Console.WriteLine("Subscribed !");

This expression will merge the two observables into one that will provide two values, one from Return and one from the timer.

And this is the output :

Do(1):
Subscribed !
Do(1): 42

The Observable.Return OnNext was executed during the call to Subscribe, and has that thread has no SchedulerId, meaning that a whole lot of code has been executed in the context of the caller of Subscribe. You can imagine that if that expression is complex, and that the caller is the UI Thread, that can become a performance issue.

This is where the SubscribeOn operator becomes handy :

Observable
   .Return(42L)
   // Merge both enumerables into one, whichever the order of appearance
   .Merge(
      Observable.Timer(
         TimeSpan.FromSeconds(1), 
         new MyScheduler(Scheduler.ThreadPool, 42)
      )
   )
   .SubscribeOn(new MyScheduler(Scheduler.ThreadPool, 43))
   .Subscribe(_ => Console.WriteLine("Do(1): " + MyScheduler.SchedulerId));

Console.WriteLine("Subscribed !");

You then get this :

Subscribed !
Do(1): 43
Do(1): 42

The first OnNext is now executed under of a different scheduler, making subscribe a whole lot faster from the caller's point of view.

Why not always Subscribe on an other thread ?

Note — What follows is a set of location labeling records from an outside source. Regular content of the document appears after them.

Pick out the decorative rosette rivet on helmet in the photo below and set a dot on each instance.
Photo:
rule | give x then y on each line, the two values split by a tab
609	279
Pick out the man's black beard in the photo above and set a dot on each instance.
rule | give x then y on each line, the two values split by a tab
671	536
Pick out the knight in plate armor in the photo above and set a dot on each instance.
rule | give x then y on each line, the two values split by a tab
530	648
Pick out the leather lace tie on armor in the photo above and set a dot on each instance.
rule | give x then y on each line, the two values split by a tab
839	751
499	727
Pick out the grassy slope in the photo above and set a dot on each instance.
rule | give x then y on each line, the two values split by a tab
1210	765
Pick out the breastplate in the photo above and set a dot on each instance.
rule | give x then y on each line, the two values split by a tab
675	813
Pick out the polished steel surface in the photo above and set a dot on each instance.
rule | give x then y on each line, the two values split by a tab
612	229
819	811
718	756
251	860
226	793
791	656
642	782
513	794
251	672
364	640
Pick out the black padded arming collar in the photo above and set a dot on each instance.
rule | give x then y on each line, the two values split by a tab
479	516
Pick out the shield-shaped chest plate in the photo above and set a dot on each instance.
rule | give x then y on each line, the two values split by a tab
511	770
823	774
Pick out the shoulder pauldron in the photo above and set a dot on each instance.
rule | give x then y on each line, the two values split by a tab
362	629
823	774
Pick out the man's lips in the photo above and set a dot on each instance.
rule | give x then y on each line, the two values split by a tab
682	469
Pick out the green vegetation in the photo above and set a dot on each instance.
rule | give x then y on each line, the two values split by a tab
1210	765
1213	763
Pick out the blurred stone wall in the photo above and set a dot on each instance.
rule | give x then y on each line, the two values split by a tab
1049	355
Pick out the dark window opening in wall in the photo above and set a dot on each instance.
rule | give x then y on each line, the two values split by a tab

That might come in handy, but you may not want that as an opt-out because of this scenario :

Observable.FromEventPattern(textBox, "TextChanged")
          .SubscribeOn(new MyScheduler(Scheduler.ThreadPool, 43))
          .Subscribe(_ => { });

Console.WriteLine("Subscribed !");

You'd get an "Invalid cross-thread access." System.UnauthorizedAccessException, because yo would try to add an event handler to a UI element from a different thread.

Interestingly though, this code does not work on WP7 but does on WPF 4.

An other scenario may be one where delaying the subscription may loose messages, so you need to make sure you're completely subscribed before raising events.

So there you have it :) I hope this helps you understand a bit better those two operators.